At Pamela Morrison Physical Therapy, our therapists understand the birthing process, common medical interventions, and aftercare. After labor and delivery, women often have incontinence complaints, low back and pelvic pain, scar pain from c-section or episiotomy site, pain with intercourse, weak abdominals including diastasis recti, and pelvic floor dysfunction. At times, the cause of the problem is from the birthing experience including positioning, length of time pushing, trauma, pre-existing conditions, and other medical interventions. Some women may sustain a pubic symphysis separation or coccyx injury during childbirth. Obtaining clearance from your physician or midwife to begin exercise is advised. Postpartum women often are dealing with changes in their bodies, fatigue, and post partum depression.
How can Pamela Morrison Physical Therapy help postpartum patients?
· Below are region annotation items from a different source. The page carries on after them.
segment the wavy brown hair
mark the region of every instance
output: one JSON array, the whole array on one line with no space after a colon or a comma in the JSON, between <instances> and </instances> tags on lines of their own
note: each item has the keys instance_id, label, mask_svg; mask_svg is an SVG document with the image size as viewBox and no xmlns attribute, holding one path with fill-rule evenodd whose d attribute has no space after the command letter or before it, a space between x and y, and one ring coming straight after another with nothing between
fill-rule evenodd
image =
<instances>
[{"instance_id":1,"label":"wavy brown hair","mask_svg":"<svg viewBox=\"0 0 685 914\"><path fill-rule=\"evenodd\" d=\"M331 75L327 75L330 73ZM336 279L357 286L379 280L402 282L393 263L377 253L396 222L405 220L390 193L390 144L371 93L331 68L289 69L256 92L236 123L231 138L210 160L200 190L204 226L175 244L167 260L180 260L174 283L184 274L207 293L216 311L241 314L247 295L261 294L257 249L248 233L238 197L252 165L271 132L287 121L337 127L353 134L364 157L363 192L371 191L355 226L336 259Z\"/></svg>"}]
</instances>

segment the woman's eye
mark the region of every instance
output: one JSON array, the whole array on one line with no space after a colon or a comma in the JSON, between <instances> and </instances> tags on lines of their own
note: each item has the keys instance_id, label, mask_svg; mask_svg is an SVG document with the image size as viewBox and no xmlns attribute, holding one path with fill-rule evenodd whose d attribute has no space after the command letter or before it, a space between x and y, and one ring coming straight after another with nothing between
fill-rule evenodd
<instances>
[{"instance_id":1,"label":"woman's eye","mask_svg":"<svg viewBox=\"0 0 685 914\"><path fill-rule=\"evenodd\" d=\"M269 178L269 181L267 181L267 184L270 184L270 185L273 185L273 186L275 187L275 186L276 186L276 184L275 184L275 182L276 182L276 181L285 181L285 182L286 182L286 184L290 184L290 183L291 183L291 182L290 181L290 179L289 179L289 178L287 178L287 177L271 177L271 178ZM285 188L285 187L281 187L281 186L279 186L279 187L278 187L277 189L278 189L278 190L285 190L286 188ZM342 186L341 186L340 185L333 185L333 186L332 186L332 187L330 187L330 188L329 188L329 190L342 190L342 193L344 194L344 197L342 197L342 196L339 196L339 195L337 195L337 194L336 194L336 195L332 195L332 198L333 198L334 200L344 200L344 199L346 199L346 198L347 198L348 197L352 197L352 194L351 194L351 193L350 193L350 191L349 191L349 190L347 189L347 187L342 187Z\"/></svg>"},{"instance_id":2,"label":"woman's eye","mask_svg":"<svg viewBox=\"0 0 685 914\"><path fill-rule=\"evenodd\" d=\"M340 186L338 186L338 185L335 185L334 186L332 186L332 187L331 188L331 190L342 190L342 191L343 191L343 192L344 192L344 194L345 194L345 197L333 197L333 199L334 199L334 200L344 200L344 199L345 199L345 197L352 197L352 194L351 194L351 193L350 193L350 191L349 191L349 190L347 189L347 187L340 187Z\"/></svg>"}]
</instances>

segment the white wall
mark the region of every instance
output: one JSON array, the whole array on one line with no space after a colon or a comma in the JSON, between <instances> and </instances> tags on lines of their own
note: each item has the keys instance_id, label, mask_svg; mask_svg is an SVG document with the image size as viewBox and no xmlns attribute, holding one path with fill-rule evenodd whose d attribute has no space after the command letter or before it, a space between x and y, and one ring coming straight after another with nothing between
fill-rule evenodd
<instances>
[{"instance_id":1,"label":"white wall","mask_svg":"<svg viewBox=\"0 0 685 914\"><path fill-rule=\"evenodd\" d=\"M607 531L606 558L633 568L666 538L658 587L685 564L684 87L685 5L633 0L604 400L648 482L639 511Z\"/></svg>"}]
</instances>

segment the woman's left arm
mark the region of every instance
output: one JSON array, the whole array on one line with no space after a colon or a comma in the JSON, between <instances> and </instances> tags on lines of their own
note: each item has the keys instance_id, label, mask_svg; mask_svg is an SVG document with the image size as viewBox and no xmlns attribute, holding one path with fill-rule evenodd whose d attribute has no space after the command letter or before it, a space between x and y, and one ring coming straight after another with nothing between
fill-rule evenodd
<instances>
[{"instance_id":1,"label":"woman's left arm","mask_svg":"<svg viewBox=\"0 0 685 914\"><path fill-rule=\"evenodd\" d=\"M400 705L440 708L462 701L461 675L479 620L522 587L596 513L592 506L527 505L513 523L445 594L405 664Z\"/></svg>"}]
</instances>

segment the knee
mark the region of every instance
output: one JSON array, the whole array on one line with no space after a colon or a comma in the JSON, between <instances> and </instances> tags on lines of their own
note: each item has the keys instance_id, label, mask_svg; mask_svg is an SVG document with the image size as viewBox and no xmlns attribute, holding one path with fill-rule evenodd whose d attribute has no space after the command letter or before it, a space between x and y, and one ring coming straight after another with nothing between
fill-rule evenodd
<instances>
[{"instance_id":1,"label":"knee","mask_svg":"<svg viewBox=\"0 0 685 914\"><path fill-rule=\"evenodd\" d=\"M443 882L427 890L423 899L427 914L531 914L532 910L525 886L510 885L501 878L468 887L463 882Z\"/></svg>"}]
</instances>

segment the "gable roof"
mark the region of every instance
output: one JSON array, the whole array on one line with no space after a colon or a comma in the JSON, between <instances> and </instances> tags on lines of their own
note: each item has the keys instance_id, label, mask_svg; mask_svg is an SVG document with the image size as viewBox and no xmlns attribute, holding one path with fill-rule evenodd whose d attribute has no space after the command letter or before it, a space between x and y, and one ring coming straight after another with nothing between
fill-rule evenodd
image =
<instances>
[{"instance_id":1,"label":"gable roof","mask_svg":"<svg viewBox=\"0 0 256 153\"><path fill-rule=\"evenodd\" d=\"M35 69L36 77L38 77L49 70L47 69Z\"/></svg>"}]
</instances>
A comprehensive women's health evaluation is provided by one of our expert physical therapists. Body mechanics instruction for bending, lifting, carrying, and other activities of daily living are crucial. Diastasis recti and pelvic floor dysfunction are assessed and severity is determined. Diastasis recti is when the linea alba (connective tissue) between the rectus abdominus muscles stretch during pregnancy and the recti muscles separate creating a gap. Weakness of these muscles results in decreased support of the spine and organs. The use of abdominal binders and prescriptive strengthening exercises for the core and rectus is our effective approach. Prolapse of the uterus, bladder, and rectum are assessed and addressed immediately. Strengthening pelvic floor and trunk muscles is very helpful. Hemorrhoids are other concerns that can be evaluated and treated by our trained women's health practitioners. Scar tissue mobilization, correcting pelvic and hip joint alignment and mechanics, and pelvic floor rehabilitation are also incorporated into your program.
At Pamela Morrison Physical Therapy our therapists are experts in working with pregnant patients. We understand the demands placed on the body during the different phases of pregnancy. There are tremendous increases in blood volume and hormonal changes that can impact soft tissue structures. Many pregnant women experience low back pain and "sciatica", which are usually caused by postural changes and sacroiliac dysfunction. Edema or swelling of the arms and legs, carpal tunnel symptoms, neck pain, headaches, incontinence, pelvic pain, and lower extremity pain are other common ailments. Stretching of the round ligaments that support the uterus may cause groin discomfort. Increased laxity in the ligaments may be a contributing factor to low back and pelvic pain during pregnancy.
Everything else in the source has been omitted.